咄嗟に部屋を飛び出し、誰か助けをと階段を駆け下りる。
しかし、階段の下の二階にも母だったものと同じようなバケモノがいた。
直ぐに三階へ戻る。
誰か、誰かいませんか!
叫ぶが、返事は無い。
ここは危険だ。逃げるしかない。
しかし、上の階へ逃げたところで助かる保証はない。
もし、上の階に頼れる"人間"がいなければ…一巻の終わりだ。
そこで私は誰かに助けを求めるべく人のいる場所へ、マンションの外へと出ようとエレベーターのボタンを押した。
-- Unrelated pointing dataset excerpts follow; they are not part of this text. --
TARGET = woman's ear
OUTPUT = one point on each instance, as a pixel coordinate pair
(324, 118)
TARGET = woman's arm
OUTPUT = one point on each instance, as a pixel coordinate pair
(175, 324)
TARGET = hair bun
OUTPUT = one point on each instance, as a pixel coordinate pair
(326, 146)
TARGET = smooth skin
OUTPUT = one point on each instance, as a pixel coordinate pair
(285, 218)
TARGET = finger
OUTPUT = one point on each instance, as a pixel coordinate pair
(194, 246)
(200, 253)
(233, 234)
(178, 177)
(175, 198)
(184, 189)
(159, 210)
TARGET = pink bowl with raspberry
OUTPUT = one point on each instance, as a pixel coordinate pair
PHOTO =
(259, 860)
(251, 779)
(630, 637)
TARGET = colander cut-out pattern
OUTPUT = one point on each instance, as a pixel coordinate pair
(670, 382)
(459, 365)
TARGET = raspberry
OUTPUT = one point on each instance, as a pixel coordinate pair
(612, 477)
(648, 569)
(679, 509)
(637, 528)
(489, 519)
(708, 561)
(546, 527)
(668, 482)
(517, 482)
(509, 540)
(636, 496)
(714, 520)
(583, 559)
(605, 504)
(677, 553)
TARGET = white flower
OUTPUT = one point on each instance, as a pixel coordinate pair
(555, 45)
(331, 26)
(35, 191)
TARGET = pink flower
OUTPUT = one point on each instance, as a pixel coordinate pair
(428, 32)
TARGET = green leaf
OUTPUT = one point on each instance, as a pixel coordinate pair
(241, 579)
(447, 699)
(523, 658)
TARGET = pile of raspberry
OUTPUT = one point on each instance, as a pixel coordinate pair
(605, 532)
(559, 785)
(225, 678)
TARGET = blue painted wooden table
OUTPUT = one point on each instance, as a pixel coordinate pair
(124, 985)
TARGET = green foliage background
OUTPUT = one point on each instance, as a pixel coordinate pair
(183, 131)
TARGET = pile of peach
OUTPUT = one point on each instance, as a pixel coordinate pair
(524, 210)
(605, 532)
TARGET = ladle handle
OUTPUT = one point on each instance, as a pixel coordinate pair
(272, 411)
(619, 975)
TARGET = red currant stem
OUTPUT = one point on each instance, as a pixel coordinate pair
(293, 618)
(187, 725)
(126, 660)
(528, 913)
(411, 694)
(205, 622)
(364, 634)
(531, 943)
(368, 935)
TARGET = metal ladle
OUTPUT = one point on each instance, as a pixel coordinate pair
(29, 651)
もし、中にバケモノがいたらすぐに逃げよう。しかしどこへ…
そんな事を考えている内にエレベーターのドアが開く。
誰かいる。バケモノ…には見えない。
20代半ばの青年だった。
空手の構えで身構えている。
あぁ…この人も見たのか。バケモノを…。
その青年は挨拶をしてきた。
この状況で挨拶…人であるかを確かめているように見えた。

私は人間だと伝える為に挨拶を返した。
この状況下で初めて目にした人間に安心し、涙が出てきた。
「どうぞ」と青年が言う。
勿論、一人でいるより誰か人間が側に居てくれるだけで心強い。
私はその青年に助けを求めた。

その青年は六階で足早に降りる。
私は貴重な人間について行くべく、同じく六階で降りる。
おそらく、六階には青年の部屋があるのだろう。
部屋に上げてくれるようなので、一先ずは青年の部屋に逃げ込む事にした。